A new law takes effect at the end of December. It forbids teaching anything racially divisive, and even mentions the idea that such programs could advocate overthrowing the government. The law, pushed through the Legislature by State School Superintendent Tom Horne, was made to order to target TUSD's Mexican American Studies program. Horne believes the program promotes racial division. If TUSD is found in violation of the new law, it could be out millions of dollars in state funding. Tucsonans United for a Sound District wants an independent board to review the program in order assure the district doesn't lose money.
"We're concerned with that because both school board member elect and sitting school board member Mark Stegeman have called for this panel. So we didn't originate the idea," said Loretta Hunnicutt, a member of the group.
KGUN 9 On Your Side took the group's concerns straight to school board member Adelita Grijalva. Sergio Avila asked Grijalva to respond to the group's comments that the board wasn't listening to the community's wishes.

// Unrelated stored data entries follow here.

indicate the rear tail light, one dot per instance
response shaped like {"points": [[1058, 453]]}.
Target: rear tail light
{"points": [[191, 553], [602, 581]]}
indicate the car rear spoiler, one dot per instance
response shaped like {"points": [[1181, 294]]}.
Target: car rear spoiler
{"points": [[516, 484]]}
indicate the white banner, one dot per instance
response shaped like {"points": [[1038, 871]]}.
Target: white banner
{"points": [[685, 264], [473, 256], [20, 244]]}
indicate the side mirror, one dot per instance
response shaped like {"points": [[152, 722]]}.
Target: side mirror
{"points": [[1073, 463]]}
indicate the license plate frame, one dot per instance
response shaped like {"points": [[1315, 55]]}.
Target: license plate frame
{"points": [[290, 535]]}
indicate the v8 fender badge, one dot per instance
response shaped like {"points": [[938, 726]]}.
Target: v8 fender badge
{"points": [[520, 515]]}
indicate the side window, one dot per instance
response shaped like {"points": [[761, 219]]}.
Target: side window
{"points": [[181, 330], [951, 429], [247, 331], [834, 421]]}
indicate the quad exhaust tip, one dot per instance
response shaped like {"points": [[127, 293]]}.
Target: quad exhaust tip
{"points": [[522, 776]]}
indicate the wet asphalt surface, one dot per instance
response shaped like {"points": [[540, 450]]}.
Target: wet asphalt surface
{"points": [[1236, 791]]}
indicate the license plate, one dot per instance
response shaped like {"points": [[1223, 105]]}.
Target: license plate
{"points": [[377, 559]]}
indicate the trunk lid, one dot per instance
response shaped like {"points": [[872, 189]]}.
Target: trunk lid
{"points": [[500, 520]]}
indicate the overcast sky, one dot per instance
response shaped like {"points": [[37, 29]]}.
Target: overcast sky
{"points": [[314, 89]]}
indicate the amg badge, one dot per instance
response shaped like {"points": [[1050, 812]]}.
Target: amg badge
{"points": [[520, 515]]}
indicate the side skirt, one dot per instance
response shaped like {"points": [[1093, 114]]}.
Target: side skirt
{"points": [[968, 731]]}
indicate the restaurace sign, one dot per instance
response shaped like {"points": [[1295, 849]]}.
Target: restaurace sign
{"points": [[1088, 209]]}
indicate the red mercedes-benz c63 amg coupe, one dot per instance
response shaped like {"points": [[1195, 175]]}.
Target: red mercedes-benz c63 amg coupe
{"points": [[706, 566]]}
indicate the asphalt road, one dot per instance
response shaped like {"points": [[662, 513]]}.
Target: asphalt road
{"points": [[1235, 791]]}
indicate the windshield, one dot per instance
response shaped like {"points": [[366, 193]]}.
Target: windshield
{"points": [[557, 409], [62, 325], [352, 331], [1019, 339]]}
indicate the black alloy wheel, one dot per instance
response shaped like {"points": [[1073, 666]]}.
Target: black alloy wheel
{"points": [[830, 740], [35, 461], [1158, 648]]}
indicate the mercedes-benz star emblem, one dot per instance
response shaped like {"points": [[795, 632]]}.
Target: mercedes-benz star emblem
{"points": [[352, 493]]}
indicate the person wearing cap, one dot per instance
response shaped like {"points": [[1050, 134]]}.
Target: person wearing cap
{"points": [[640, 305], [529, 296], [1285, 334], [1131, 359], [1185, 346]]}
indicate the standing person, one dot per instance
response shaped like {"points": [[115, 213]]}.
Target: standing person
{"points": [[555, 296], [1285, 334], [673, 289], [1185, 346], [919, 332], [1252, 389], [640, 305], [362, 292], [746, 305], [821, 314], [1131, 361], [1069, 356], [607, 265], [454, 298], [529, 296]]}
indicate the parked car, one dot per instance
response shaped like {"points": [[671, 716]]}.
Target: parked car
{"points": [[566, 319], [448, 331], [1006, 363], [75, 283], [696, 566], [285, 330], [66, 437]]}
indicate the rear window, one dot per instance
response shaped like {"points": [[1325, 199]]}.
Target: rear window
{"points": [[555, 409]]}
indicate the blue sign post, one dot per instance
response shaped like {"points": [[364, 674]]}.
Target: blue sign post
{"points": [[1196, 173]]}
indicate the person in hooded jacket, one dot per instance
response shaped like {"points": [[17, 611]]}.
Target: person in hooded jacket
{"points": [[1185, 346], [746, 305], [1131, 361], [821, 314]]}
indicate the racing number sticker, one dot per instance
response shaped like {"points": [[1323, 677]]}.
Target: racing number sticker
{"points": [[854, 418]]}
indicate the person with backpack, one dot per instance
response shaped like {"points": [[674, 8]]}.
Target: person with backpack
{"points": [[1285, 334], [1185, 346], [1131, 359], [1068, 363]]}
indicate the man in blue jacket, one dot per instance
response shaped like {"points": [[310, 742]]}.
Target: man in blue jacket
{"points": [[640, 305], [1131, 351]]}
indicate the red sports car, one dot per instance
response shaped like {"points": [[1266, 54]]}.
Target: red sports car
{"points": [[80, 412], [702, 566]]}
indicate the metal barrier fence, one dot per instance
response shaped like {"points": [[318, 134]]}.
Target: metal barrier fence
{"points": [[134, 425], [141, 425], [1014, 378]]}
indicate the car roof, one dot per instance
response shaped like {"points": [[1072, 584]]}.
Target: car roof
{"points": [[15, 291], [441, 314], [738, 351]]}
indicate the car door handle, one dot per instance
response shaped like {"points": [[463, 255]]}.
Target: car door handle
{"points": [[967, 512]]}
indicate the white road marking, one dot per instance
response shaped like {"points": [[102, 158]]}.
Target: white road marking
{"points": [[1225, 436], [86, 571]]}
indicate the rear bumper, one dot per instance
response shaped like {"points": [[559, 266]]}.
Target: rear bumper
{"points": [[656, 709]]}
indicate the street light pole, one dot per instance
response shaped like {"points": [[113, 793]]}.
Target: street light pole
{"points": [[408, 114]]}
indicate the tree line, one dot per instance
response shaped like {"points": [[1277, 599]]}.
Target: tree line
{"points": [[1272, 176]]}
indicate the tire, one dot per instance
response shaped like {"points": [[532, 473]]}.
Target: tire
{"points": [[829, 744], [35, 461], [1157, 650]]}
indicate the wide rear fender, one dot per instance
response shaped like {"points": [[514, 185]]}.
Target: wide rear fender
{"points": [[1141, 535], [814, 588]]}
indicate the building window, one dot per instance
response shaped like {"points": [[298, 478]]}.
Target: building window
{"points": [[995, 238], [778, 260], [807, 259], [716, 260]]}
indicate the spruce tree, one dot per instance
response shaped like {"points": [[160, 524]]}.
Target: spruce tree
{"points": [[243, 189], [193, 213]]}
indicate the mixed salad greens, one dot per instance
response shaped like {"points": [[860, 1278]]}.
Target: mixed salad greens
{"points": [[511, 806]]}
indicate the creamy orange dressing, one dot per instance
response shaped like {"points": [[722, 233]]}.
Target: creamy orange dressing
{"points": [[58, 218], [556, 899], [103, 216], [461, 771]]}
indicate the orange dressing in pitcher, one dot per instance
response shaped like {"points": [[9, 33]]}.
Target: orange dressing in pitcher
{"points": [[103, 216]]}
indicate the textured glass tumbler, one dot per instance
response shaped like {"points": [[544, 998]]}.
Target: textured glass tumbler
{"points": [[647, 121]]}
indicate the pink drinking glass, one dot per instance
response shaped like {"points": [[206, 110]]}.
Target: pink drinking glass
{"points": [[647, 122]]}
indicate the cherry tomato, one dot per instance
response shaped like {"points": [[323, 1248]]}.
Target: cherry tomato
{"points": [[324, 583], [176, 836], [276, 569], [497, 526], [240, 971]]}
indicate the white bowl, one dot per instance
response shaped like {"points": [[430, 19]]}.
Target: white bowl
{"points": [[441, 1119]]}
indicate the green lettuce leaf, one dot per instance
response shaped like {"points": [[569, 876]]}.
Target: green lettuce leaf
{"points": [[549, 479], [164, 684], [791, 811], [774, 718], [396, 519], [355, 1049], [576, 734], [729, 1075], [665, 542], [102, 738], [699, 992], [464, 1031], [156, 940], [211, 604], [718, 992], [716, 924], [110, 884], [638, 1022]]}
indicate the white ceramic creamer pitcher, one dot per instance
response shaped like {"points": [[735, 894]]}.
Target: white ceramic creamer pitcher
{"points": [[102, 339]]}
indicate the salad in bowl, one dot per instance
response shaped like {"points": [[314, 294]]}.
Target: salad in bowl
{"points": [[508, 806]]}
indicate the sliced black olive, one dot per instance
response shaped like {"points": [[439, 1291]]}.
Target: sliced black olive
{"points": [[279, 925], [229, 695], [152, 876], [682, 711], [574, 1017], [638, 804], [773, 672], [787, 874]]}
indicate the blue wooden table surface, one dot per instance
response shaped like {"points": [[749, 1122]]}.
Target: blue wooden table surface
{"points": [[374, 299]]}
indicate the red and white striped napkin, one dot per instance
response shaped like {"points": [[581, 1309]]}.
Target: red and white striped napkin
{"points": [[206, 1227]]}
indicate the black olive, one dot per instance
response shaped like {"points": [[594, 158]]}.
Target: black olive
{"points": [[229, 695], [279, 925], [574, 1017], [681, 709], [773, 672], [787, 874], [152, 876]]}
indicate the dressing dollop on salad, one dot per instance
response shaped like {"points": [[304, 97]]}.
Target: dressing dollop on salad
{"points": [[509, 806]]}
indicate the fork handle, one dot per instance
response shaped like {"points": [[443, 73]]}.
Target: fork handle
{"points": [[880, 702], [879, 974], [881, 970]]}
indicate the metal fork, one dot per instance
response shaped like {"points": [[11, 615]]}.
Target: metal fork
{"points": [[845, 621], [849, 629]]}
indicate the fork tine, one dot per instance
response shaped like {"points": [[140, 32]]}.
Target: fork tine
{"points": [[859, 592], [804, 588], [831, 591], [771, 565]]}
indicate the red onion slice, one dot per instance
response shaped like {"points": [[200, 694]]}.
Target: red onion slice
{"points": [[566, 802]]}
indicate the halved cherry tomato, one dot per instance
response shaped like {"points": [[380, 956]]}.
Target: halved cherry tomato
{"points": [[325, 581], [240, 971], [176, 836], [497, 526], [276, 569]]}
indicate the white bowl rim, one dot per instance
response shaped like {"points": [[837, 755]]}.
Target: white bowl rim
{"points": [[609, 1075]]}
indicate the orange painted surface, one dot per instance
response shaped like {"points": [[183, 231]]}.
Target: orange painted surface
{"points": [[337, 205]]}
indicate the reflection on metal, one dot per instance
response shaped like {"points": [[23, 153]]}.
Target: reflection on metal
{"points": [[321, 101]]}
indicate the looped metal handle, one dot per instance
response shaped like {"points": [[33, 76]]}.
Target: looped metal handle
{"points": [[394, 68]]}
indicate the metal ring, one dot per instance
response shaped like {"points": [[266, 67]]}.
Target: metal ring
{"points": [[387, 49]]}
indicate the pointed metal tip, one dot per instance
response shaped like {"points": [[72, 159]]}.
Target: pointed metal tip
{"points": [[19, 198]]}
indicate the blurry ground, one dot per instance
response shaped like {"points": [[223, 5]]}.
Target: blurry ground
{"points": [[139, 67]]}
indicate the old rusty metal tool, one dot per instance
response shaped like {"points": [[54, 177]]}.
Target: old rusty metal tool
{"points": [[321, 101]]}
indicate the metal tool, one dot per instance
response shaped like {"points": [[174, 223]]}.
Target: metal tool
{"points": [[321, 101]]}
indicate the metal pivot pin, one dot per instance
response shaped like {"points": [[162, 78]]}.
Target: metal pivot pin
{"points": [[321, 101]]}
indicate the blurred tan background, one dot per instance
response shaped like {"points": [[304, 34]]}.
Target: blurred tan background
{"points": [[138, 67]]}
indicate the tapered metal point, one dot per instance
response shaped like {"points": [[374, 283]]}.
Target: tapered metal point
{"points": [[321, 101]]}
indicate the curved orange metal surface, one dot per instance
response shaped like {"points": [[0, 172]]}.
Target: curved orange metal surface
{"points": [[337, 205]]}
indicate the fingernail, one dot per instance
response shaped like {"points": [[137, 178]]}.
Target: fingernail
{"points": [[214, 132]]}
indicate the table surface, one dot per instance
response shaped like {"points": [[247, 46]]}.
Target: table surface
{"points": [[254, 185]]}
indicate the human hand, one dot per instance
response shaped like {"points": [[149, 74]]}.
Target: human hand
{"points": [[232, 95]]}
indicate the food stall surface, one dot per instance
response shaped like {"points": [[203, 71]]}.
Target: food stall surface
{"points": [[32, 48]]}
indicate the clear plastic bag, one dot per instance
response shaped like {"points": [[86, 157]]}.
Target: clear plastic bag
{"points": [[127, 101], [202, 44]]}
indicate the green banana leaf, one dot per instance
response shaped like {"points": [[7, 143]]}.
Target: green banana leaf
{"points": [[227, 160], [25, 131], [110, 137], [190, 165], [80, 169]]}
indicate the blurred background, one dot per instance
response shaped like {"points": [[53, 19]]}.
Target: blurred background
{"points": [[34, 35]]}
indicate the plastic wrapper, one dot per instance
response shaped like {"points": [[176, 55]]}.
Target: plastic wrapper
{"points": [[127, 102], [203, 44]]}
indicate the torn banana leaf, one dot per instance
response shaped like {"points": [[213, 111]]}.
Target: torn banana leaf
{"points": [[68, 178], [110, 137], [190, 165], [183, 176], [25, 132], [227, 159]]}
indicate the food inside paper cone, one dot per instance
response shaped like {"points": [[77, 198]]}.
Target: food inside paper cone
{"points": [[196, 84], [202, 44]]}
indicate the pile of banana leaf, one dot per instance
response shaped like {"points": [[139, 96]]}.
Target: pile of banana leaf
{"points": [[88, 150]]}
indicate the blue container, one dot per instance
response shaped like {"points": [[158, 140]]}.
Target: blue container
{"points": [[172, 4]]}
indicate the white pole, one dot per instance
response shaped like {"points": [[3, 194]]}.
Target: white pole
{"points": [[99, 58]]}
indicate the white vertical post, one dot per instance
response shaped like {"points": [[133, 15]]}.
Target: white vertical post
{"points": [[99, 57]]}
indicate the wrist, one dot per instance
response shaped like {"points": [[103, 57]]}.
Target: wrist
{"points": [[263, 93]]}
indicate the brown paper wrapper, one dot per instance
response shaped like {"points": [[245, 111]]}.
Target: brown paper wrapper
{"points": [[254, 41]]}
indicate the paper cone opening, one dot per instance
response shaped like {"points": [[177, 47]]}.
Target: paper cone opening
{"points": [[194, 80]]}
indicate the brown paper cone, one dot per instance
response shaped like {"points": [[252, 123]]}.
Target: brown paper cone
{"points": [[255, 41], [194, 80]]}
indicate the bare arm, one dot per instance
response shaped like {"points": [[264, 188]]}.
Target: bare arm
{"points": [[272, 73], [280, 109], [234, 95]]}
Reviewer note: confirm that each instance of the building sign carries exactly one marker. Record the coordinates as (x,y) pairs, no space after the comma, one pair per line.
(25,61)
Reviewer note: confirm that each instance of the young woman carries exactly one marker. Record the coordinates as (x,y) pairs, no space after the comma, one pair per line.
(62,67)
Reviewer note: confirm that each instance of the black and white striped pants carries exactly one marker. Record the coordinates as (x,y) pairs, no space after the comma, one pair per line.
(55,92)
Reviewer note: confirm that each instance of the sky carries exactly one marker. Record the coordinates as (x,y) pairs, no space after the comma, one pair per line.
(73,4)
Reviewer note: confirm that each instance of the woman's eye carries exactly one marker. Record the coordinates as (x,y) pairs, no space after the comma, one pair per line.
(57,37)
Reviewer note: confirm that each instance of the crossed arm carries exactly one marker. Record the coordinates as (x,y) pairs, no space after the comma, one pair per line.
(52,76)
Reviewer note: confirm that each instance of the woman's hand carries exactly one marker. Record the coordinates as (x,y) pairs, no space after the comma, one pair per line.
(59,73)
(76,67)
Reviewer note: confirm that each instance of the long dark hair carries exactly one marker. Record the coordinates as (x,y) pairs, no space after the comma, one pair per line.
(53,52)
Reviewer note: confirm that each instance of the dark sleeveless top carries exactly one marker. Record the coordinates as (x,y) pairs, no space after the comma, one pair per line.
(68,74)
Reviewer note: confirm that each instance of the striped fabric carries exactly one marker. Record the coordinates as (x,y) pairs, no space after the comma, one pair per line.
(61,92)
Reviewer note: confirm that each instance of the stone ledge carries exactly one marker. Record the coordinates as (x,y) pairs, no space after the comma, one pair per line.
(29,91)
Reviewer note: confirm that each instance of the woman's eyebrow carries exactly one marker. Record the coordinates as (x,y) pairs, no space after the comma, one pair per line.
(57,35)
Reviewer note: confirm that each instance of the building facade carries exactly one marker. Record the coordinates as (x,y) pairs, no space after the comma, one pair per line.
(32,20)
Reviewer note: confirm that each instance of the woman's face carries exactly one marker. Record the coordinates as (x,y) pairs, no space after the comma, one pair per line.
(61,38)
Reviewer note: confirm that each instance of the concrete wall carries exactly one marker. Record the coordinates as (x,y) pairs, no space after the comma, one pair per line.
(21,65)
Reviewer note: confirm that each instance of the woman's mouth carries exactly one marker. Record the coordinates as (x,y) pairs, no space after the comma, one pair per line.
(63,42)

"It really depends on what members of the community you're asking. I understand that there's a disappointment from this group of individuals, but there are many more people that I've spoken to that appreciate we're taking the time to find out from the state first," Grijalva said.
Grijalva tells KGUN 9 News she would be okay with a review panel once the state makes a determination if the courses are or are not in compliance with the law.
9OYS also tracked down school board member Dr. Mark Stegeman, who has advocated for the review panel in the past. Stegeman wanted it months ago and tells 9OYS having it at a time when you're welcoming new superintendent John Pedicone is bad timing.
"Tomorrow will be Dr. Pedicone's, only his second day on the new job, and I think the board felt it made sense to let him be part of the discussion before we make a major policy decision and I'm fine with that. I think that makes sense," Stegeman said.
Grijalva and Stegeman both agreed that revisiting the discussion at a later time would be beneficial for many reasons. Not only is a brand new superintendent joining the district, but TUSD is also getting a new board member, and the state is also welcoming a new state superintendent, John Huppenthal.
Both told KGUN 9 News involving all these new players in the ethnic studies conversation is the right thing to do.